Trump ‘relief’ order short on specifics, but builders are hopeful
A Jan. 20 memo targeting cost-of-living and housing issues includes regulatory cuts — a win for builders — but inflation and labor shortages could boost prices.
The National Association of Home Builders was pleased by the new administration's pledge to limit regulations on housing construction.
On his first day in office, President Donald Trump signed an executive order that aims to deliver "emergency price relief" to Americans, calling out costly housing regulations as a contributor to high home prices. The memo states that regulatory requirements account for 25% of home construction costs.
The order didn't offer specific plans other than directing agencies to deliver on its promises.
NAHB applauds prioritization of housing issues: Carl Harris, chairman of the NAHB, said in a statement that making housing a national priority is an important step in tackling what he called the housing affordability crisis.
"The only way out of this crisis is to remove barriers like unnecessary and costly regulations that are raising housing costs and preventing builders from building more attainable, affordable housing," Harris said.
The NAHB has its own 10-point plan addressing housing affordability, which the organization will push as it works with the Trump administration and Congress, Harris said.
Along with reducing "excessive regulations," the plan includes suggestions for fixing building material supply chain issues, expanding the production of affordable housing through federal legislation and making it easier for builders to obtain financing.
Federal workforce changes could impact D.C. housing market: Trump also issued executive orders that include a federal worker hiring freeze, a return-to-office mandate for existing employees, and the elimination of diversity, equity and inclusion (DEI) offices, positions, initiatives and contracts.
If those orders result in a smaller federal workforce, that would have an outsized impact on the Washington, D.C. economy and housing market compared to other parts of the country, said Lisa Sturtevant, chief economist at Bright MLS.
"Demand for housing in the metro area would cool, setting up the potential for a drop in home prices," Sturtevant said, noting that the median price for a home in the D.C. metro area was $590,000 in December — a 30% increase from five years ago.
The back-to-office mandate is expected to be challenged by unions, but if the policy does go into effect, it will also shift housing dynamics in the region, possibly offsetting the impact of job losses.
"If federal workers are required to be in the office five days a week, expect a resurgence of interest in homes near employment centers such as the District of Columbia and near transportation and transit," Sturtevant said.
"Some workers who moved further out during the pandemic will be looking to sell and move closer in once they are required to commute to the office five days a week."
Are tariffs coming?
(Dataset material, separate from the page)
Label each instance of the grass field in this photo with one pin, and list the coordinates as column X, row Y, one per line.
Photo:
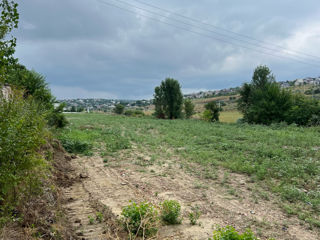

Trump campaigned on the promise of raising tariffs, and while he didn't announce any on his first day in office, he did threaten to impose 25% fees on Mexico and Canada starting Feb. 1.
Since those North American neighbors are the U.S.'s biggest trading partners, tariffs are expected to increase the price of many consumer goods, including building materials. It's also likely that targeted countries will retaliate with tariffs of their own. If prices rise, that could lead to inflation as well as higher interest and mortgage rates.
Immigration policy changes: The new administration also rolled out several immigration-related orders on Jan. 20, but it will take some time to see how they affect the construction industry.
Larger states with a high share of immigrants in the construction labor force will likely be impacted soonest. The states with the highest percentages of migrant workers are California (40%), Texas (40%), Florida (38%) and New York (37%), according to the NAHB.